The killer feature is filler-word removal. Find every "um," "uh," "you know," and "like," strike them in the text, and the corresponding micro-segments vanish from the timeline, tightening the cut automatically — a clean-up that is tedious by hand and trivial by transcript. The same handle gives search-and-replace navigation ("jump to where they said aperture") and, with a voice model, overdub — retype a misspoken word and have it re-synthesised.

The research root is Berthouzoz, Li and Agrawala Berthouzoz et al. 2012, Tools for Placing Cuts and Transitions in Interview Video, which automated finding clean, well-hidden cut points — at sentence and pause boundaries — in interview footage. That work is the academic ancestor of the Descript-style transcript editors now in wide use. (Queue exact product citations.)

Why does it work, and where does it stop? It works because speech is a clean alignment signal for dialogue-driven video — the words give a sturdy, unambiguous index into the timeline. The limits follow from that same dependence. It is for spoken-word content; for action, music, or wordless footage there is no transcript to grab. And a jump cut between two non-adjacent kept segments can look abrupt — the speaker's head teleports — so the seam may need a transition or a flow-based seam-hiding frame interpolation (Frame interpolation and slow-motion synthesis) to smooth it over, which is one more place the part's interpolation machinery quietly earns its keep.

fig-transcript-edit
Figure 12.6.5. Transcript-based editing. Top: a transcript with word-level timestamps, the filler "um" struck through. Bottom: the timeline below, with the audio/video micro-segment aligned to that "um" removed and the surrounding clips closed up. Edit the text, and the matching footage is cut: speech-to-text gives a one-dimensional handle on the video, so deleting a word deletes a clip.

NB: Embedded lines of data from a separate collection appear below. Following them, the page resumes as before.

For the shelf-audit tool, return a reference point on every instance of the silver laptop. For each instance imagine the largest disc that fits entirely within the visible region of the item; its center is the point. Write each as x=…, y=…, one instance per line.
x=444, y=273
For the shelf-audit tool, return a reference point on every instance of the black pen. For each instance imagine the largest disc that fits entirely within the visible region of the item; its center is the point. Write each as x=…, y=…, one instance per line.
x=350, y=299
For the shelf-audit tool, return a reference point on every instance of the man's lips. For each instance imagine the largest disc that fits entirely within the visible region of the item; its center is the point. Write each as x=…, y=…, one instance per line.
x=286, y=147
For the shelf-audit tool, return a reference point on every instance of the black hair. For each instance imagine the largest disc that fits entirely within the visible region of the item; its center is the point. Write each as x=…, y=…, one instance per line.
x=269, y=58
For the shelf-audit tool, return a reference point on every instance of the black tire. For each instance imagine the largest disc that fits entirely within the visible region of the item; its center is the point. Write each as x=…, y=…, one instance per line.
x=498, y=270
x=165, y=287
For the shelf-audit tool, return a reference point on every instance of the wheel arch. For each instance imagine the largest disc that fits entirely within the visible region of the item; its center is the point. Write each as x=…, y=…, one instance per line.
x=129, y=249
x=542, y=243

12.6.5 Coda: storyboards, interviews, and where this part lands

Two brief notes before closing. Run the timeline forward and you get storyboarding and pre-visualisation — planning shots before they are captured; run it in reverse over an existing edit and auto-storyboarding pulls keyframes (the summarization primitive above) to recap what was shot. Queue a short note. And the transcript handle plus a multi-track timeline are tailor-made for interview and multi-cam assembly: synchronise several cameras by their common audio, then cut between angles by editing the shared transcript. Queue specific tooling.

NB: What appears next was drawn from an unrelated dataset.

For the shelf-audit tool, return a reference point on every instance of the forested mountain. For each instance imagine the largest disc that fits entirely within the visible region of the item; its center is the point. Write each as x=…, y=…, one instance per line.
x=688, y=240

That closes the arc of the whole part. We began with motion as physics to model — optical flow, warping, magnification, compression. We turned it into correction — stabilisation and rolling-shutter rectification — and then into synthesis — frame interpolation and slow motion that was never shot. We end here with editing: motion as raw material for storytelling. And underneath every effect in this chapter sat one of just two moves — register the frames, then reduce or select across time, or re-time the timeline — the same align, then combine, then decide spine that runs through the entire book.